SemanticAlignment/Mistral-v0.1-Italian-LAPT-instruct
Mistral-v0.1-Italian-LAPT-instruct is a 7 billion parameter instruction-tuned causal language model developed by SapienzaNLP, ISTI-CNR, and ILC-CNR. Based on the Mistral-7B-v0.1 architecture, it has been continually trained and instruction-tuned primarily on Italian and English data, with a focus on Italian. This model excels in Italian language understanding and generation, demonstrating improved performance on Italian benchmarks compared to its base model.
Loading preview...
Mistral-v0.1-Italian-LAPT-instruct Overview
This model is part of the Mistral-7B-v0.1-Adapted collection, a series of 7B generative models derived from Mistral-7B-Base-v0.1. Developed by SapienzaNLP, ISTI-CNR, and ILC-CNR, this specific variant has undergone continuous training and instruction tuning to enhance its capabilities, particularly for the Italian language.

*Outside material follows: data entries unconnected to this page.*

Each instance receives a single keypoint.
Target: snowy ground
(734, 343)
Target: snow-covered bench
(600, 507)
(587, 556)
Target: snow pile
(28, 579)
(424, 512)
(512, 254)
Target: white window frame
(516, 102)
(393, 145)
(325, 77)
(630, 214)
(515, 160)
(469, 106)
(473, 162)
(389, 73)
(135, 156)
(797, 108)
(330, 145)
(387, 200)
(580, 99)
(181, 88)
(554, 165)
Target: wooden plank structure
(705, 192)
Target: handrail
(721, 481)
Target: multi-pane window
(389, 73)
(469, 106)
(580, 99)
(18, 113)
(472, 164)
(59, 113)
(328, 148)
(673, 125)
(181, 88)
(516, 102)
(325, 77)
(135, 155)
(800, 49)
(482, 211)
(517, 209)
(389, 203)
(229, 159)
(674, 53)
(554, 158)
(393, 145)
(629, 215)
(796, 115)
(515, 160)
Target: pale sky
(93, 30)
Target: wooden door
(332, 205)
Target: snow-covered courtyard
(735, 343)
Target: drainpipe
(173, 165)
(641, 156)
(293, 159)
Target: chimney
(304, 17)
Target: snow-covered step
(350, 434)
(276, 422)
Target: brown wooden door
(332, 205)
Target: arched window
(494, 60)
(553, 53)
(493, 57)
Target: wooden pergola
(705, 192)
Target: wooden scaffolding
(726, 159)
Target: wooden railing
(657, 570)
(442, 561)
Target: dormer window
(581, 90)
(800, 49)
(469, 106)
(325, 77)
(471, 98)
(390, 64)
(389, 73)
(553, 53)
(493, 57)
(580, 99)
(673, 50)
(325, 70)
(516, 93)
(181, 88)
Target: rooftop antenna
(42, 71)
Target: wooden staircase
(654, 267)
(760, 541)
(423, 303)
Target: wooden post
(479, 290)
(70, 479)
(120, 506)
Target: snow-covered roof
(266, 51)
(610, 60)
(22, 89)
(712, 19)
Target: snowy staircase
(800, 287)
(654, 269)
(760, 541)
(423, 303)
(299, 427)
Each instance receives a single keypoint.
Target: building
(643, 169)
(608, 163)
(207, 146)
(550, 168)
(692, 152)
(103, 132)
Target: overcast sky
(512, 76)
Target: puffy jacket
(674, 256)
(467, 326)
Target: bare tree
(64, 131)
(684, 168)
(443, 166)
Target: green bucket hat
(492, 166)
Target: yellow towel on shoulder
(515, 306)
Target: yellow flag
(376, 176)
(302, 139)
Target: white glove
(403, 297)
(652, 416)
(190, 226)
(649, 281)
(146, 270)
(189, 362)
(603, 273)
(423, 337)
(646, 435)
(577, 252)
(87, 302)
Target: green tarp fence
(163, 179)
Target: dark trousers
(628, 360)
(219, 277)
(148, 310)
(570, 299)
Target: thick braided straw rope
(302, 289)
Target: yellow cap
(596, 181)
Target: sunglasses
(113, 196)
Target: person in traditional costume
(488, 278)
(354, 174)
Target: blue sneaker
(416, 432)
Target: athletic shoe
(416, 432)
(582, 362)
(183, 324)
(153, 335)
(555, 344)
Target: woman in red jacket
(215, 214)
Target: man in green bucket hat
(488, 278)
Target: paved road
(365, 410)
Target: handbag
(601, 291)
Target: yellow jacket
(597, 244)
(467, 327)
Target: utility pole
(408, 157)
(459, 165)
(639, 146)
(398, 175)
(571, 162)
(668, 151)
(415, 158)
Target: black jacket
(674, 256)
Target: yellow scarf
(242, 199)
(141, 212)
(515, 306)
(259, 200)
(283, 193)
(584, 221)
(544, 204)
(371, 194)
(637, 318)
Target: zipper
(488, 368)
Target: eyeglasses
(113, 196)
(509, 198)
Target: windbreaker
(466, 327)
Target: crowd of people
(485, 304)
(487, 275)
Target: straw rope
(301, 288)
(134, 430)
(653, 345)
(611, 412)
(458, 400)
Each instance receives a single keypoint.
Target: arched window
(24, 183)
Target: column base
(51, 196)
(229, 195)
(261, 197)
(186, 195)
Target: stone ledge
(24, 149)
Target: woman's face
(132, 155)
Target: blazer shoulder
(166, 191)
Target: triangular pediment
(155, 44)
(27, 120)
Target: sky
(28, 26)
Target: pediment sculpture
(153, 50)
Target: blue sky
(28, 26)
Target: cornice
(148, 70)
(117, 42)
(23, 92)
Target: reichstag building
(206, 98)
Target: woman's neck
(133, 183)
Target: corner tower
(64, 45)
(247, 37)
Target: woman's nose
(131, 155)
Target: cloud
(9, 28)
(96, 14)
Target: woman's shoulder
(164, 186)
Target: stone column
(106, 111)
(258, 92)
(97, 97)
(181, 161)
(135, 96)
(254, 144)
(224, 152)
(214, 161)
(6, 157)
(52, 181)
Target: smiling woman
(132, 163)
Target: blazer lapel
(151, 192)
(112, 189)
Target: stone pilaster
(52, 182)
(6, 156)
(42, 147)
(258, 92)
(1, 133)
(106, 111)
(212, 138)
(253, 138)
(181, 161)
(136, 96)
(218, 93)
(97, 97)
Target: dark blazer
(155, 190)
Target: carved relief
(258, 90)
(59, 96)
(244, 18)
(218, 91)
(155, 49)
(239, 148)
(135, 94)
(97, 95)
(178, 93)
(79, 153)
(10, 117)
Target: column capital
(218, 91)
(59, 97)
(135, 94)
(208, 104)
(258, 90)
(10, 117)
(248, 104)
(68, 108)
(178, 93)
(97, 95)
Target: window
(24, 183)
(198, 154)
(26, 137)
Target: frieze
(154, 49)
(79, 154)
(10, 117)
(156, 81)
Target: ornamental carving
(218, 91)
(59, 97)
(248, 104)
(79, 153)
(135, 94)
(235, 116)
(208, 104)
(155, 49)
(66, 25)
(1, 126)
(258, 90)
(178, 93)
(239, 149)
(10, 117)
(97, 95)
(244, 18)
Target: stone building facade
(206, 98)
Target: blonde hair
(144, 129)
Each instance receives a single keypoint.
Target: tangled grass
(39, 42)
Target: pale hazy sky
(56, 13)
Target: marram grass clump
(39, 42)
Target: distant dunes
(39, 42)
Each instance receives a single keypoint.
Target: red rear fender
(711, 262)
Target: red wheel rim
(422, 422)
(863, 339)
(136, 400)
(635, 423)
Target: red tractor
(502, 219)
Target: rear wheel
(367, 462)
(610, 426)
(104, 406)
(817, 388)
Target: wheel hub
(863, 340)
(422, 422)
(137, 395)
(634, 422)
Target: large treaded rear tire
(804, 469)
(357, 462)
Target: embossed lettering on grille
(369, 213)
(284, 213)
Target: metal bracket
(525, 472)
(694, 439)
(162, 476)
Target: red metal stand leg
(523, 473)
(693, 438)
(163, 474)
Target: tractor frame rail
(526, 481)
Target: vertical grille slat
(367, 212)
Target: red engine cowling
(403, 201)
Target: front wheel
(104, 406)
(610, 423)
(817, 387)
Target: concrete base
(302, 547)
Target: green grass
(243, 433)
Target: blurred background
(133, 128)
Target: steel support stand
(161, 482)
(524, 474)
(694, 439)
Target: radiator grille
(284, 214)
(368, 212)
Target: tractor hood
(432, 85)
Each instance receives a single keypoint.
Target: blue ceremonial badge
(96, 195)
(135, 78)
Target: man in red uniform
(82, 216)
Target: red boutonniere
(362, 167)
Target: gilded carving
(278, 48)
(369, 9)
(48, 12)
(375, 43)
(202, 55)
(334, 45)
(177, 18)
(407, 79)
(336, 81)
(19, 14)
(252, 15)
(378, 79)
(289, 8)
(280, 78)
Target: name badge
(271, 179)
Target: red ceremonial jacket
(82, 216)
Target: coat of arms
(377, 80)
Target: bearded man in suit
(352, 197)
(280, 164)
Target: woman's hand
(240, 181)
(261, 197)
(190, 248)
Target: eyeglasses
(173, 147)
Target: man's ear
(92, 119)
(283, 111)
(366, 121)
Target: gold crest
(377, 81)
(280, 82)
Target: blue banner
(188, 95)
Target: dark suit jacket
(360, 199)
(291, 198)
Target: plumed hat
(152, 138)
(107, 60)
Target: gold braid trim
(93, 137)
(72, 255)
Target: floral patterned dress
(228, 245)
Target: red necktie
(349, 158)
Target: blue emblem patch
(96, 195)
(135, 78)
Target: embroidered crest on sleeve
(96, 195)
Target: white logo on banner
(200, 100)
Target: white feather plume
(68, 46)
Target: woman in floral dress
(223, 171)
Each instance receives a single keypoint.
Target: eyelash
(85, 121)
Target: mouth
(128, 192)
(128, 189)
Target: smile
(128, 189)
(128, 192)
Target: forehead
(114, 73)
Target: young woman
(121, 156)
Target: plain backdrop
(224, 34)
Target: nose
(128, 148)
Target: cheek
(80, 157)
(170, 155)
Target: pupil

Key Adaptations and Training
The model's adaptation involved training on a custom dataset skewed towards Italian, comprising 9 billion tokens from the Italian part of CulturaX and 3 billion English tokens from the same source. For instruction tuning, a diverse mix of datasets was used, including TÜLU-v3, LIMA, WildChat-IT, TowerBlocks-v0.2, GPT-4o-ITA-Instruct, and Aya, with a significant portion being Italian-centric.
Performance and Use Cases
Evaluated on ITA-Bench, Mistral-0.1-LAPT shows competitive performance in Italian language tasks. For instance, it achieves 52.9 on MMLU (5-shots) and 58.4 on Hellaswag (0-shots), outperforming the original Mistral-0.1 model in these metrics. This model is well-suited for applications requiring robust Italian language understanding and generation, such as chatbots, content creation, and translation assistance in Italian contexts.